Insertion Sort is like organizing a hand of playing cards. You take one card at a time and place it in its correct position among the cards you’ve already sorted.

Algorithm description

  1. Start with the second element (consider the first element as already sorted)
  2. Compare the current element with the elements in the sorted portion
  3. Shift all larger elements one position to the right
  4. Insert the current element into its correct position
  5. Repeat for all remaining elements

Example with Array: [5, 2, 8, 1, 9]

Initial: [5, 2, 8, 1, 9] (consider 5 as sorted)

Step 1 - Process 2:

  • Compare 2 with 5 → 2 < 5 → shift 5 right → insert 2 → [2, 5, 8, 1, 9]

Step 2 - Process 8:

  • Compare 8 with 5 → 8 > 5 → insert 8 after 5 → [2, 5, 8, 1, 9]

Step 3 - Process 1:

  • Compare 1 with 8 → 1 < 8 → shift 8 right
  • Compare 1 with 5 → 1 < 5 → shift 5 right
  • Compare 1 with 2 → 1 < 2 → shift 2 right
  • Insert 1 at beginning → [1, 2, 5, 8, 9]

Step 4 - Process 9:

  • Compare 9 with 8 → 9 > 8 → insert 9 after 8 → [1, 2, 5, 8, 9]

Array is now sorted!

The card Analogy

Imagine you’re sorting playing cards in your hand:

  • You pick the next card from the deck.

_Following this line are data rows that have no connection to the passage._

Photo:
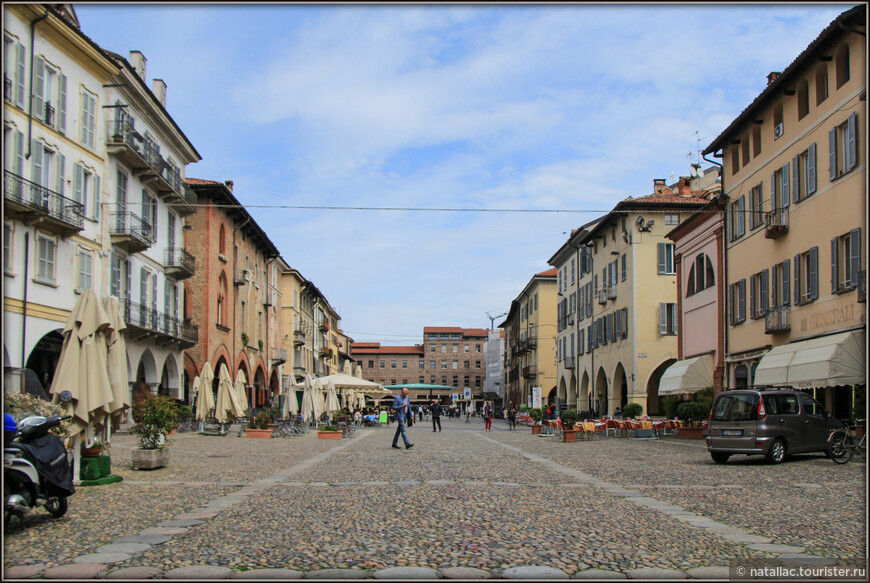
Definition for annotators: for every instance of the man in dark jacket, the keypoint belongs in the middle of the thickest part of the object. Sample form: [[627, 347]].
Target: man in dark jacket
[[435, 409]]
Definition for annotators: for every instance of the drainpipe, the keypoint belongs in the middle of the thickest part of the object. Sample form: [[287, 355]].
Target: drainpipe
[[726, 377], [24, 302], [30, 94]]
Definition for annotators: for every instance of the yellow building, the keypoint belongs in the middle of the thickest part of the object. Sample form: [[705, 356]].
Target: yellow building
[[616, 313], [794, 166], [530, 336]]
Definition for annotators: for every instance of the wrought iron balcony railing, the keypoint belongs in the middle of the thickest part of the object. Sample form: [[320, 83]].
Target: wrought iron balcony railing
[[50, 209], [776, 320]]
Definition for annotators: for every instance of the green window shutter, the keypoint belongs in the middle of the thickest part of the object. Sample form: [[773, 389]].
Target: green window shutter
[[855, 256]]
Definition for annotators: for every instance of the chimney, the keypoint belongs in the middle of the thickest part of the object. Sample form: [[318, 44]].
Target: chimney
[[158, 87], [684, 186], [137, 59]]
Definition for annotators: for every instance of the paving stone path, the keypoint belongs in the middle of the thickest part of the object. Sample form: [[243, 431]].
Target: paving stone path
[[462, 504]]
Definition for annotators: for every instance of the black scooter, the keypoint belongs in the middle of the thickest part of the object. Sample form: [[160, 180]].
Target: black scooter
[[36, 469]]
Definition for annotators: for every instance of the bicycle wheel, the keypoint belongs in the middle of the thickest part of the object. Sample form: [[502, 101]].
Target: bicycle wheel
[[840, 447]]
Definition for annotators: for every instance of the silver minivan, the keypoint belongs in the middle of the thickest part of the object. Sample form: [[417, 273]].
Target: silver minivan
[[774, 423]]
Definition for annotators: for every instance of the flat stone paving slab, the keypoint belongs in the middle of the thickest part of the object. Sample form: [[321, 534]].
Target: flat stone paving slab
[[269, 574], [103, 558], [534, 572], [464, 573], [653, 573], [199, 572], [406, 573], [79, 571], [135, 573], [339, 574], [598, 574]]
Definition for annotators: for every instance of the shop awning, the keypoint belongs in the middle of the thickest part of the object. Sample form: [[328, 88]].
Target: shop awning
[[827, 361], [688, 376]]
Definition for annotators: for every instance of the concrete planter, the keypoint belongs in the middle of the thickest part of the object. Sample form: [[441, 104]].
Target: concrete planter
[[149, 459], [259, 433]]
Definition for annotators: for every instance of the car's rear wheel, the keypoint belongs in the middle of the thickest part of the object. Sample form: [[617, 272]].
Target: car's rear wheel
[[776, 453], [719, 457]]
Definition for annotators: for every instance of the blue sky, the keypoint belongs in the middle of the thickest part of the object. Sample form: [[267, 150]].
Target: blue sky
[[568, 106]]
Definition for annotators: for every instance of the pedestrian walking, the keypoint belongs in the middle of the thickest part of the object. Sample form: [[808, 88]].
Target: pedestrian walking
[[435, 409], [487, 416], [512, 418], [402, 409]]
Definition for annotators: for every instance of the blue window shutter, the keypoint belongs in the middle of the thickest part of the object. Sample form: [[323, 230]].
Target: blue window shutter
[[855, 258], [796, 184], [851, 149], [797, 279], [786, 280], [813, 274]]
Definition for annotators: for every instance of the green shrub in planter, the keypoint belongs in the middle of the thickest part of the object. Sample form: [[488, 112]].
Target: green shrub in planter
[[632, 410]]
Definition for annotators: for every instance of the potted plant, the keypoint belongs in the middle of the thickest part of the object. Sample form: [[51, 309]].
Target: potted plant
[[632, 411], [329, 432], [693, 412], [156, 416], [536, 414], [258, 426], [569, 434]]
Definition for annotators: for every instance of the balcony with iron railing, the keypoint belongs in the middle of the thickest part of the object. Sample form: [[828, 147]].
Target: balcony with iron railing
[[37, 205], [129, 231], [143, 155], [143, 322], [775, 223], [776, 320], [179, 264]]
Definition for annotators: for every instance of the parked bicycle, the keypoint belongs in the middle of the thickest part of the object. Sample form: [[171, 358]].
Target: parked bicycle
[[843, 445]]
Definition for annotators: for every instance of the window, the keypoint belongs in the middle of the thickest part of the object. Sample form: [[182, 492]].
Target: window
[[845, 261], [665, 258], [737, 302], [86, 268], [736, 219], [821, 83], [14, 56], [804, 174], [756, 206], [781, 284], [88, 119], [843, 66], [806, 276], [843, 147], [49, 95], [701, 275], [46, 251], [7, 248], [758, 294], [667, 318]]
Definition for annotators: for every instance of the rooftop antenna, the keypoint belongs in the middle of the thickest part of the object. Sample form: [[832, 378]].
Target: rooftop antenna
[[492, 319]]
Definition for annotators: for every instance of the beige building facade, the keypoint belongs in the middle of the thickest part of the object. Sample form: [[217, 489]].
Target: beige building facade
[[795, 172]]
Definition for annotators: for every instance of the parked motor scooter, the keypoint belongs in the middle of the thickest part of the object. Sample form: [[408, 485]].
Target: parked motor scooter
[[36, 469]]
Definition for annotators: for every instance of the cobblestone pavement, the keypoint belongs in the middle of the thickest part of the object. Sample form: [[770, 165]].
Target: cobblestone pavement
[[463, 503]]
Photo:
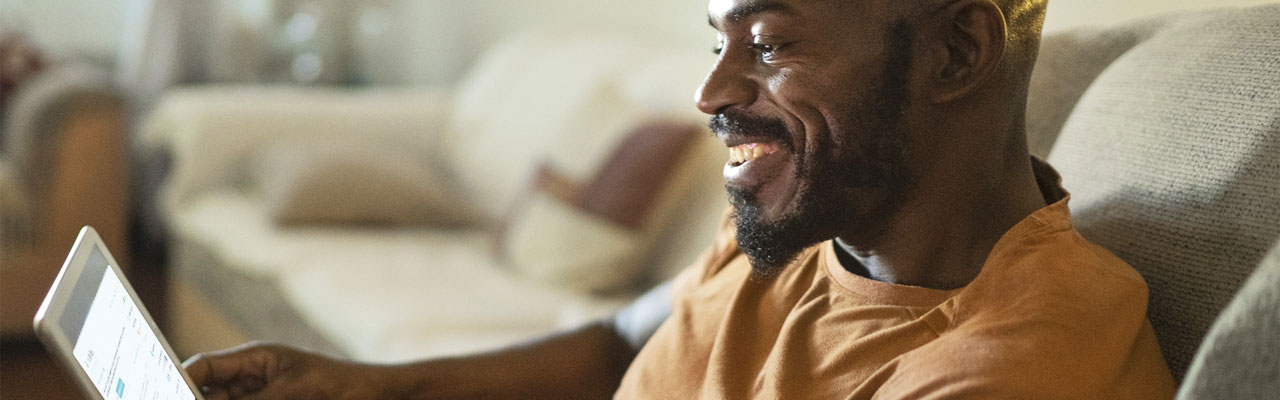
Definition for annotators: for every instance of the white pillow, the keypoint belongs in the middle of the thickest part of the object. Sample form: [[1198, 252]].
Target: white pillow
[[355, 183], [562, 245]]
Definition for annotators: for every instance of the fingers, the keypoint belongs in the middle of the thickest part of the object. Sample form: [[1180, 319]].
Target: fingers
[[248, 362]]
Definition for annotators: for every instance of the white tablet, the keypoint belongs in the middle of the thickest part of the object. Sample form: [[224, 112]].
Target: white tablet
[[94, 323]]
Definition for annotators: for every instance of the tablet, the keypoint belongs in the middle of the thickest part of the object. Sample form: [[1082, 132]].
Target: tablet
[[95, 326]]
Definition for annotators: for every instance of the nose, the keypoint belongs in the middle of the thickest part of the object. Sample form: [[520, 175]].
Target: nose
[[726, 85]]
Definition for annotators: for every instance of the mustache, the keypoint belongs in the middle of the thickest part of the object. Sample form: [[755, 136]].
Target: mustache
[[740, 123]]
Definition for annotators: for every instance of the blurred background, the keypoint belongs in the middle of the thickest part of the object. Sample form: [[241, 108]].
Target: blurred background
[[301, 169]]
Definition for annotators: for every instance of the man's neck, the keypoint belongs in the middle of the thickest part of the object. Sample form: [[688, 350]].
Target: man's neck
[[942, 233]]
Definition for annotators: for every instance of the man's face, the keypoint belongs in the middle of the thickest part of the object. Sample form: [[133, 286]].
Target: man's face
[[810, 96]]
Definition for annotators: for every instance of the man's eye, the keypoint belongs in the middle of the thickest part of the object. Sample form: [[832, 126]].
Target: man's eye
[[766, 51]]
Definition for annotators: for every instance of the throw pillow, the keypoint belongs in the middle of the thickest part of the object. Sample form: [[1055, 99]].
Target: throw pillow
[[355, 183], [594, 236]]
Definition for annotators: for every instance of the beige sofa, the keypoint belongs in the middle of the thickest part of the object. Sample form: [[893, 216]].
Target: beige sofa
[[1166, 131], [392, 225]]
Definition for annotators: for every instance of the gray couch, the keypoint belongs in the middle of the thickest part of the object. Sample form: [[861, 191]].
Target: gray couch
[[1168, 133]]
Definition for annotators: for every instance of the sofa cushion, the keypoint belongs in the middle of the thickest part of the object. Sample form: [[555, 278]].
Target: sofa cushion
[[1240, 357], [1171, 157], [592, 235], [1066, 66], [355, 182], [551, 94]]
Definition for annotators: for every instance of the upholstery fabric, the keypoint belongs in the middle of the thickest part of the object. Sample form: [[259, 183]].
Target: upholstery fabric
[[1066, 66], [551, 95], [357, 183], [1240, 357], [561, 245], [1173, 157]]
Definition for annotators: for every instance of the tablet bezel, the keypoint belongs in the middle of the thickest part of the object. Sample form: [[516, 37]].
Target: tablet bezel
[[55, 307]]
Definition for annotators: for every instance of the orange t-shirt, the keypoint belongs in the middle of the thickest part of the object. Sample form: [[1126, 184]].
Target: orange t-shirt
[[1050, 316]]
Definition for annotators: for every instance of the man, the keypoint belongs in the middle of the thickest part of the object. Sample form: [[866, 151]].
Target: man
[[890, 239]]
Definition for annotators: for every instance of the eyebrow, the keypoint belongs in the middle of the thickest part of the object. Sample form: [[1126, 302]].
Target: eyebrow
[[753, 8]]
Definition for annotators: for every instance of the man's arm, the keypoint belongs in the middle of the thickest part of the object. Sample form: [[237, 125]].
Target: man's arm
[[588, 362]]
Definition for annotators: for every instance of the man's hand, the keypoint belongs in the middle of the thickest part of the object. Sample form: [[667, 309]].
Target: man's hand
[[261, 371]]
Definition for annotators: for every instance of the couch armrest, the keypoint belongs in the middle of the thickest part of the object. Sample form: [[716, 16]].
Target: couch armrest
[[211, 133]]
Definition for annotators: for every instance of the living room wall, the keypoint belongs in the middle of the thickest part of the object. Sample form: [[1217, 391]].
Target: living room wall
[[433, 41]]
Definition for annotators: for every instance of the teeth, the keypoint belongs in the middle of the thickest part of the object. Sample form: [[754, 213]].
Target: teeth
[[749, 151]]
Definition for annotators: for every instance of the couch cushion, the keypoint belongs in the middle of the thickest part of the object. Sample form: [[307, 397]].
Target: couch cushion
[[1240, 357], [570, 98], [1066, 66], [1171, 157], [592, 236], [355, 182]]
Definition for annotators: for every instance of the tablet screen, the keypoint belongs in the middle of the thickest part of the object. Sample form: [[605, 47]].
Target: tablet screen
[[118, 349]]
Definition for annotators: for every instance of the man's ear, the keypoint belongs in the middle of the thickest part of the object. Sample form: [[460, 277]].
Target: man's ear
[[967, 48]]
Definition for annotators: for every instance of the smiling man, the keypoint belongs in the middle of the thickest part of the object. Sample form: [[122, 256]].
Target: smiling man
[[890, 237]]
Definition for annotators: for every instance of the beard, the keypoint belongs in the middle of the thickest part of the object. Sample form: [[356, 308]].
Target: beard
[[837, 176]]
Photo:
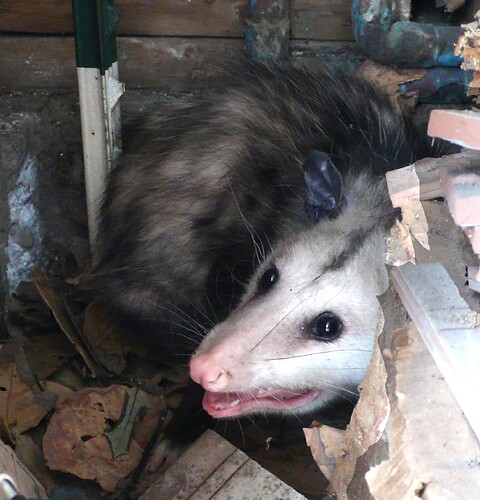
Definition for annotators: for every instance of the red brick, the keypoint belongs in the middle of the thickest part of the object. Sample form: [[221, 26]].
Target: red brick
[[462, 188], [459, 127]]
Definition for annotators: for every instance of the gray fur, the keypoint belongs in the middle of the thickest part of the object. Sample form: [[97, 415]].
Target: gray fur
[[210, 182]]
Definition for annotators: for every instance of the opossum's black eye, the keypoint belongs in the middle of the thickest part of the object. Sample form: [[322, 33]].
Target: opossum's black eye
[[268, 279], [326, 326]]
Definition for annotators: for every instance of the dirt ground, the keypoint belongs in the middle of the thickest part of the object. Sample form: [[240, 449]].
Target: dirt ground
[[45, 127]]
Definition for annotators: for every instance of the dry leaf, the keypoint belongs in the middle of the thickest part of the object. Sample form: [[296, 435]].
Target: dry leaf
[[75, 440], [104, 338], [60, 391], [20, 407], [54, 299], [32, 457]]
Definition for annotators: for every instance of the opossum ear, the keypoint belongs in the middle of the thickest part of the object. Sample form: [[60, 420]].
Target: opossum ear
[[323, 189]]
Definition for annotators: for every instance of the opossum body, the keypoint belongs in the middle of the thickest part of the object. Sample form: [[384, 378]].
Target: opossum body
[[211, 183]]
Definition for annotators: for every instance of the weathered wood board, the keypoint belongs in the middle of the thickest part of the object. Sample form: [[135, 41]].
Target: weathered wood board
[[311, 19], [450, 329], [212, 468], [170, 63]]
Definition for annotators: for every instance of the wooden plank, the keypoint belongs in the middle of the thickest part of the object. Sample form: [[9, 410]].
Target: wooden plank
[[143, 17], [450, 330], [422, 179], [169, 63], [321, 19], [311, 19], [177, 64], [213, 468]]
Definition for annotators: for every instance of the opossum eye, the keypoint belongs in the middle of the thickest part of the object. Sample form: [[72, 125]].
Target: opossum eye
[[268, 279], [326, 326]]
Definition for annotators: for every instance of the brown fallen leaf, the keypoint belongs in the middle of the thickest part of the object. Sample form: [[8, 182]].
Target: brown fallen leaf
[[32, 457], [20, 407], [75, 440], [47, 353], [61, 392]]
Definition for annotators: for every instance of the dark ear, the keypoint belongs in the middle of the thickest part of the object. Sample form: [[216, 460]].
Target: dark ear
[[323, 190]]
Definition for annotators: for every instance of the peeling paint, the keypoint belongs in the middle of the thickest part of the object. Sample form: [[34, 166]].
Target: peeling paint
[[23, 253]]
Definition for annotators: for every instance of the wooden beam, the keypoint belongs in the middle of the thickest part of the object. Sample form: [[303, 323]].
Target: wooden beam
[[148, 62], [450, 330], [213, 468], [321, 19], [311, 19]]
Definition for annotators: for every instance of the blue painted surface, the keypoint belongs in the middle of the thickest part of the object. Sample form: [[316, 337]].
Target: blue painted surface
[[385, 39]]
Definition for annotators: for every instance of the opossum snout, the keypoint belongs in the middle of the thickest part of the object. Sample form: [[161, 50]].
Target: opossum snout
[[206, 369]]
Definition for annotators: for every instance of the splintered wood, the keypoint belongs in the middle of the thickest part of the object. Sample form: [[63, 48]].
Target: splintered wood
[[457, 177], [449, 328], [427, 448], [212, 468], [432, 452]]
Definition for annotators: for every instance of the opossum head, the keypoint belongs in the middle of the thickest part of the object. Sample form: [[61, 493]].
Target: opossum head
[[304, 331]]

  • Compare it with the cards already in your hand.

  • Shift the bigger cards one place to the right.

  • Insert the card in its correct spot.

  • Repeat until all cards are in order.

consider that:

The left side of your array (or hand) is always sorted.

You keep growing this sorted portion one element at a time.

Characteristics of insertion sort

  • Time Complexity:

    • Worst case: O(n²) - when array is reverse sorted
    • Best case: O(n) - when array is already sorted
    • Average case: O(n²)

  • Space Complexity: O(1) - sorts in-place

  • Stable: Yes, equal elements maintain relative order
  • Adaptive: Performs well on partially sorted arrays
  • Online: Can sort lists as they're received

Simple Implementation

def insertion_sort(arr):
    for i in range(1, len(arr)):
        key = arr[i]  # Current element to be positioned
        j = i - 1

        # Shift elements greater than key to the right
        while j >= 0 and arr[j] > key:
            arr[j + 1] = arr[j]
            j -= 1

        # Insert key at correct position
        arr[j + 1] = key

    return arr

Advantages

  • Efficient for small datasets
  • Simple to implement
  • Low overhead
  • Stable sorting
  • Works well with nearly-sorted data
  • Online algorithm - can sort as data arrives

Real-World Use Cases

Insertion Sort is commonly used:

  • In practice for small arrays (often as part of hybrid algorithms like Timsort)
  • When data is mostly sorted
  • In situations where simplicity is more important than pure speed
  • As a building block for more complex algorithms

While not the most efficient for large random datasets, Insertion Sort excels in scenarios where data is small or partially ordered, making it practically useful despite its O(n²) worst-case complexity.